Caroline Horton's visceral but ineffectual satire on tax havens
This review is of 'Islands's run at London's Bush Theatre in January
There’s a scene deep, deep into Caroline Horton’s rambling satirical cabaret ‘Islands’ where it all actually comes together. The credit crunch has just ravaged the show’s lurid allegorical world, and the giggling, grotesque super-rich – led by Horton’s Mammon-like Mary – have just received a bollocking from the powers that be. They promise to be good, to be responsible from now on… then cautiously Mary suggests they might have some plain scones to celebrate. They look around warily. Nobody stops them. So they order some jam. Nobody stops them. Then some cream. Nobody stops them. Then some champagne. Then caviar. Then a taxi. Then a private jet. Then a holiday to Ibiza. Then Miami. By now they’re cackling and screeching and whooping in delirium, laughing like children who’ve just found out that Santa Claus is in fact real. It’s not the subtlest allegory for how the super-rich have bounced back while our wages have stagnated. But it is a tremendously powerful one.

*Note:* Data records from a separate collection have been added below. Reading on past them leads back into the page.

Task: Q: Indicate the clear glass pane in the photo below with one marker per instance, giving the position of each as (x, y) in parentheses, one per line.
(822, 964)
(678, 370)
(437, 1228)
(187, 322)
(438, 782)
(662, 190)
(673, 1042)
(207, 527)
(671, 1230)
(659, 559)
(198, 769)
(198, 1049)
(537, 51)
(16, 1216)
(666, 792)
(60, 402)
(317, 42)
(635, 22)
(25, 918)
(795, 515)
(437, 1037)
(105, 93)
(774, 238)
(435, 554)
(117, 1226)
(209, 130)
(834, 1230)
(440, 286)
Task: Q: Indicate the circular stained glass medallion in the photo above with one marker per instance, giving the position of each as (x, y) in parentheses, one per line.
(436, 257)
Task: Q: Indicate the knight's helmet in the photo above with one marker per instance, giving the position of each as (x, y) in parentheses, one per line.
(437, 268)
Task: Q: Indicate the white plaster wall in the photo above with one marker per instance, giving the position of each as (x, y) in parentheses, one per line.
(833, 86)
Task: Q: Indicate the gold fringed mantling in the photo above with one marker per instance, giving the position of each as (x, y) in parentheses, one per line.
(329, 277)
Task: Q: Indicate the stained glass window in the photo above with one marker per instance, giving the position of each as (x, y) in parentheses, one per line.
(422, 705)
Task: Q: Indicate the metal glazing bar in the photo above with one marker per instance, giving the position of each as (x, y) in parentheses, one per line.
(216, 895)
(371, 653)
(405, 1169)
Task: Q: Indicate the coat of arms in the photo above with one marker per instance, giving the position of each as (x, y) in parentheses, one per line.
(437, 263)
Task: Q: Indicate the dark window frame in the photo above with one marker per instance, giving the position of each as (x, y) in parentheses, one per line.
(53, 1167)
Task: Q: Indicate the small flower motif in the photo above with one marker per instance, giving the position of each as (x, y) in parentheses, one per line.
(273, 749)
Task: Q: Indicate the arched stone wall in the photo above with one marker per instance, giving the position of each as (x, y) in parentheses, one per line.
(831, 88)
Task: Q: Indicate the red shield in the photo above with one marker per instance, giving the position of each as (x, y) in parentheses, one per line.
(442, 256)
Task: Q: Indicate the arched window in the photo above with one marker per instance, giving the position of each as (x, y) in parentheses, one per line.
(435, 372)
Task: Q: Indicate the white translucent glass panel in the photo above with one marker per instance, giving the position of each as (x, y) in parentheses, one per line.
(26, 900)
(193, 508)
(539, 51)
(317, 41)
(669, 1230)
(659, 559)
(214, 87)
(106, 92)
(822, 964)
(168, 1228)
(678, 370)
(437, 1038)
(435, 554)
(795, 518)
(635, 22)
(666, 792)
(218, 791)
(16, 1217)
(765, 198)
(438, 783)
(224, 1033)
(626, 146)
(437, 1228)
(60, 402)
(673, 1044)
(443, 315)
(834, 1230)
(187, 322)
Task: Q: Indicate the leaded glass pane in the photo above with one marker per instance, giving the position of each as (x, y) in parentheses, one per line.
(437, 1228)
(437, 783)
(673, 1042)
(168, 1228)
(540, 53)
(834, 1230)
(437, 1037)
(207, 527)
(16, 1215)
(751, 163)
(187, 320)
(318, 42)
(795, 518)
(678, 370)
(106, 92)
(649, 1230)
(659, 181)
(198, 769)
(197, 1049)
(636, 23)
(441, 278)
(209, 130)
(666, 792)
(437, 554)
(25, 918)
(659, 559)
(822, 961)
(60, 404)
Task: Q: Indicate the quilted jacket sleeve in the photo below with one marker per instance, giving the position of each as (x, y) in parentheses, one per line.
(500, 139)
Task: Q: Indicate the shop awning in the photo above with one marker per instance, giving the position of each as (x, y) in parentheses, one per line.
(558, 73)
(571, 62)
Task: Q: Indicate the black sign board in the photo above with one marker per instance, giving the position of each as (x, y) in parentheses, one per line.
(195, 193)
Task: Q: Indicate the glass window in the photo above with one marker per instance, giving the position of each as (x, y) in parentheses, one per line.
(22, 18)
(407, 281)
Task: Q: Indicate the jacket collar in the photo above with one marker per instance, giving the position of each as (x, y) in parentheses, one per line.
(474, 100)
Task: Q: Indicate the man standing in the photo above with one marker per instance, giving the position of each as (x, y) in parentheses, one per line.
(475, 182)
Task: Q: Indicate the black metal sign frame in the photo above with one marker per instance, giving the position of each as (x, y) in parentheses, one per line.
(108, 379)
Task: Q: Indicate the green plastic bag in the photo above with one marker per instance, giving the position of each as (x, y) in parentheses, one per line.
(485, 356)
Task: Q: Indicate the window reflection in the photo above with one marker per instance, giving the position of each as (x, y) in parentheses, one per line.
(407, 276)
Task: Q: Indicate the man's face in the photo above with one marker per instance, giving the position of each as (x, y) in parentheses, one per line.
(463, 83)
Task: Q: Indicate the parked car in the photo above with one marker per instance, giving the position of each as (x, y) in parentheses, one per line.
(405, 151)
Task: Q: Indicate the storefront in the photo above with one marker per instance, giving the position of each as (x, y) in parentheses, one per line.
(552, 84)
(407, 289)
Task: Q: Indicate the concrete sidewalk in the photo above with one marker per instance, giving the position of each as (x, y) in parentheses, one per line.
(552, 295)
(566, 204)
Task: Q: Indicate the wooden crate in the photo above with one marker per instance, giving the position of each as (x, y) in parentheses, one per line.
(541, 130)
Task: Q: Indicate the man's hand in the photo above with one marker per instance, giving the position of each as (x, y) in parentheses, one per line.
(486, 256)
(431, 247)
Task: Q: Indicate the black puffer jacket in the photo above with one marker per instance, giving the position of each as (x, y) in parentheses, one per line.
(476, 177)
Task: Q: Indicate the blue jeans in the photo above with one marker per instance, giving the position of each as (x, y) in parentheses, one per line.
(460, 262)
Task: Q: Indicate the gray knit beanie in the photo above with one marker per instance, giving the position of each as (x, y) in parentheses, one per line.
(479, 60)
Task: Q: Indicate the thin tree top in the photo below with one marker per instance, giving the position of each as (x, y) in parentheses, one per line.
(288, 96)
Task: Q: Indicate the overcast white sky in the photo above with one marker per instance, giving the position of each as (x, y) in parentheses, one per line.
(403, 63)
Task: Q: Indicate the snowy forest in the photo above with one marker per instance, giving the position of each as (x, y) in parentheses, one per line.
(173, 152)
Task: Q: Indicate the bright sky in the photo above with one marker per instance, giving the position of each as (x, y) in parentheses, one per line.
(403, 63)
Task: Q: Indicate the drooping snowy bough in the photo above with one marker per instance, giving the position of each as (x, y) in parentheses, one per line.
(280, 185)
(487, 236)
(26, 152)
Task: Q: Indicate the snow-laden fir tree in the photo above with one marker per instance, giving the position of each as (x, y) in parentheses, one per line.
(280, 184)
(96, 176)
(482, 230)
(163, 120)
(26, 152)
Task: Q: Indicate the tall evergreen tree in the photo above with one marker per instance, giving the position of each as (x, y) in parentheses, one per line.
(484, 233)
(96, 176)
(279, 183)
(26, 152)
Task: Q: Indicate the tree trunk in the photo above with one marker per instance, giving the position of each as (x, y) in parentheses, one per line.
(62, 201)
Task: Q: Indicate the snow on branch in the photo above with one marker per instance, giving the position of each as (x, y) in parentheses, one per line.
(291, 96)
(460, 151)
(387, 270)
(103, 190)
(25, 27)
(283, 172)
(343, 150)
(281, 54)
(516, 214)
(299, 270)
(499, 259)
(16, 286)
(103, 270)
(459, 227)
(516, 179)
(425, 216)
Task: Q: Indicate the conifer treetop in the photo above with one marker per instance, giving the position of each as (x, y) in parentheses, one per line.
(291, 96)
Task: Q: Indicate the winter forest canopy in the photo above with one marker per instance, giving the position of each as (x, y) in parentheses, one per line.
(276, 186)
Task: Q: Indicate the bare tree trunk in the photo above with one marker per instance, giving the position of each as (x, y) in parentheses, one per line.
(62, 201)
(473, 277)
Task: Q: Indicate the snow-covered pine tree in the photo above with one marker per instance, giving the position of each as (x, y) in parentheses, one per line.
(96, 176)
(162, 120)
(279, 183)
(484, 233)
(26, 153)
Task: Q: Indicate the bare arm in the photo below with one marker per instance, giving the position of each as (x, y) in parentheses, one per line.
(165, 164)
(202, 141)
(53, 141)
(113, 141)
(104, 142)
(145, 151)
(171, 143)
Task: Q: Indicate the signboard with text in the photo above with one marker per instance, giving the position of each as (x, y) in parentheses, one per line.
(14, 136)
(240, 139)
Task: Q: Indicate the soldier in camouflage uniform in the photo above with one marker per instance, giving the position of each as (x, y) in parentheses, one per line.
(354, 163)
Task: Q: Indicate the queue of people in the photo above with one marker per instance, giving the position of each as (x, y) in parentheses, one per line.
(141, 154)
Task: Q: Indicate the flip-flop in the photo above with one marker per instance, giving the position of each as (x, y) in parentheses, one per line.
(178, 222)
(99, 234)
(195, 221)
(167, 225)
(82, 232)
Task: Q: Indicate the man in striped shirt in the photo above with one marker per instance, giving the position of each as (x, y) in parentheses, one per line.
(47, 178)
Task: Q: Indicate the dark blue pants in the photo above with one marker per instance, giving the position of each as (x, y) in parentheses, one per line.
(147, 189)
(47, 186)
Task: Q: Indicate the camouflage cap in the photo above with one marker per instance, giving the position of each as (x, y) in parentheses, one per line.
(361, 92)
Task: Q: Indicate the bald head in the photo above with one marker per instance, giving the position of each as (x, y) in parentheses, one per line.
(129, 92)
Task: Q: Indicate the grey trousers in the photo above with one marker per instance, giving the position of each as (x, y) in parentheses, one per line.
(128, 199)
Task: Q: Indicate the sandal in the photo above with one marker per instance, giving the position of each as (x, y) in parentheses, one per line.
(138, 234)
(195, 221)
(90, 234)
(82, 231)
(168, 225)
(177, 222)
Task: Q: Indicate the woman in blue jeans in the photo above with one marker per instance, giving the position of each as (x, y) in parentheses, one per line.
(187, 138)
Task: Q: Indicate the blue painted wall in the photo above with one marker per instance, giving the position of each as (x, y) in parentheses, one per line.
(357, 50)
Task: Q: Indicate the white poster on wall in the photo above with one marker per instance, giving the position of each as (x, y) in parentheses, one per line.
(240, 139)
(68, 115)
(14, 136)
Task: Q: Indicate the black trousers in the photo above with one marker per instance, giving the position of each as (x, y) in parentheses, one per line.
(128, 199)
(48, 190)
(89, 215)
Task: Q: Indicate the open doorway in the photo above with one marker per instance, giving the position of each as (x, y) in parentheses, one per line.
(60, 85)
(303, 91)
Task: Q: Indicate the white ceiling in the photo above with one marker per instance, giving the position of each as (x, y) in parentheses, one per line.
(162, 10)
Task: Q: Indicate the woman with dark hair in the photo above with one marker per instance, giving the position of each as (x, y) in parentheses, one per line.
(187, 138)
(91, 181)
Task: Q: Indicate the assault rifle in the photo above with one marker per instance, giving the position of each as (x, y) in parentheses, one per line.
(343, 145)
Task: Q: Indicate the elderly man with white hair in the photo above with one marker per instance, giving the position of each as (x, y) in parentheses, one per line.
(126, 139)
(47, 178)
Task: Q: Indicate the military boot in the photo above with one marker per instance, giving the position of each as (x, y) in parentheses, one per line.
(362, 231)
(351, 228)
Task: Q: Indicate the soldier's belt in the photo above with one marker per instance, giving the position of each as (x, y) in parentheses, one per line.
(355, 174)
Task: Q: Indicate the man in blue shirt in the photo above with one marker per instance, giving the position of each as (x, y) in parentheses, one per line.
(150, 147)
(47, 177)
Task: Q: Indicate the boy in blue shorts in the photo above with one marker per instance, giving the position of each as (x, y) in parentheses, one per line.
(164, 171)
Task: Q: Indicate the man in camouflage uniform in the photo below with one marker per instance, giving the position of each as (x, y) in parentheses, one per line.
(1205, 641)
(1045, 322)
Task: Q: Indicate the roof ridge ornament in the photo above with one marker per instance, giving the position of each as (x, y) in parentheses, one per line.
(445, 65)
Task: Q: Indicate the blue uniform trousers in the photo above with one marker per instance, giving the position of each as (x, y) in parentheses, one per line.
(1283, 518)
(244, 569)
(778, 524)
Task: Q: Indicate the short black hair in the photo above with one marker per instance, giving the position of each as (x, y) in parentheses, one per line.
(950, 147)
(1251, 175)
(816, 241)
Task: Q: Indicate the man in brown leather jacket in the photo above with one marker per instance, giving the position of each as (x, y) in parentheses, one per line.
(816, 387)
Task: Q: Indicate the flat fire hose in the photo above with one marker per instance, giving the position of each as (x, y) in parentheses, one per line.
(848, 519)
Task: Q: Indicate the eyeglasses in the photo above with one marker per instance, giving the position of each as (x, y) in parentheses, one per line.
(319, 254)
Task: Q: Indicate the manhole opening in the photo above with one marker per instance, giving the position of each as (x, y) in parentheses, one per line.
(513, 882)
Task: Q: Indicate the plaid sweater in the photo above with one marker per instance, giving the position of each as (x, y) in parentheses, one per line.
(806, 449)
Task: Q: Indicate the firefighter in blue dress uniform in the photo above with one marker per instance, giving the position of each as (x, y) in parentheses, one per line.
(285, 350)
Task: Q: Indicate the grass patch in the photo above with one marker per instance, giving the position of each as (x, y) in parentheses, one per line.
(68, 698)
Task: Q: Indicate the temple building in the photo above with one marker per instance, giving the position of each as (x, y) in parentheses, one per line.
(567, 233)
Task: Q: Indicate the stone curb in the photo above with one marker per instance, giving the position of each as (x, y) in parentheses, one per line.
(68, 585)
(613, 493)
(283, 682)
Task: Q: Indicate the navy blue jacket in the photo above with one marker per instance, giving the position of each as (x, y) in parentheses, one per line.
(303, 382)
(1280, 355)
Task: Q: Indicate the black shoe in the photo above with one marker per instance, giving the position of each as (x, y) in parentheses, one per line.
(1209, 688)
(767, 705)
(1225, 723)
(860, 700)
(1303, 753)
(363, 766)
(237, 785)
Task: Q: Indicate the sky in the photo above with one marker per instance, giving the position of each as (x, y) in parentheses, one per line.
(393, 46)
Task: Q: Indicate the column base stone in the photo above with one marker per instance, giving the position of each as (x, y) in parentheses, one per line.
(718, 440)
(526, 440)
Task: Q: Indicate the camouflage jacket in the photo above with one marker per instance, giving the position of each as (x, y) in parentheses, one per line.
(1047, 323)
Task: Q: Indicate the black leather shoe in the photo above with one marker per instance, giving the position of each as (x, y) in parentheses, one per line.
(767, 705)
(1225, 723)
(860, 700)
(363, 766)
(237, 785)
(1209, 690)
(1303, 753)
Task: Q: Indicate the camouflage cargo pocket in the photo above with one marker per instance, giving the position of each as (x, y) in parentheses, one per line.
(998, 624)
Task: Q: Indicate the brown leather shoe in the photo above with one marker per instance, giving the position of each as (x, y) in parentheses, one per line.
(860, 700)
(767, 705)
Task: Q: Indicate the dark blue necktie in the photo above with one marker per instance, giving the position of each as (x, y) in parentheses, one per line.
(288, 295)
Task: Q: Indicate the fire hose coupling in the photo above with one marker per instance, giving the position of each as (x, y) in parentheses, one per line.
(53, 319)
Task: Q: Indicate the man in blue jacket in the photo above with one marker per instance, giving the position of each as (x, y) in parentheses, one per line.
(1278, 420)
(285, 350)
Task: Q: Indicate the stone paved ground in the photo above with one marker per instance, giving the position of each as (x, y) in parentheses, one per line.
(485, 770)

Would that the rest of ‘Islands’ had anything like its vivid kick. Horton is a mercurial and talented theatre maker, whose last show ‘Mess’ – a poignant comedy about anorexia – verged on genius. ‘Islands’ is a total change of tack, a satire on the phenomena of tax havens, in which Mary’s mega-wealthy posse live on a floating island called Haven, adrift from the concerns of the world below – which they call Shitworld.
So far so agit prop, but Horton’s decision to present the whole thing as an indulgently absurdist cabaret completely blunts the message. It’s a grinding mass of allegorical skits running the gamut from crass to bewildering, in which Horton’s Mary puts Adam (Simon Startin) and Eve (Hannah Ringham) through a series of obtuse scatological torments because, er, that’s the sort of thing the super rich do, I guess.
The frustration of ‘Islands’ is that it opens a week after BBC2’s lucid, angry Super Rich season. It could have been incredibly timely, but other than ‘tax havens are full of arseholes who hate us’ – which we already knew – it doesn’t have anything to say about its given subject, far more in love with its medium than its message. Genuinely impressive performances and a much stronger final third mean it’s not a dead loss, and in fact I’d kind of warmed to it by the end. But it’s not good satire, and next to the brilliant ‘Mess’ it is, unfortunately, a bit of a mess.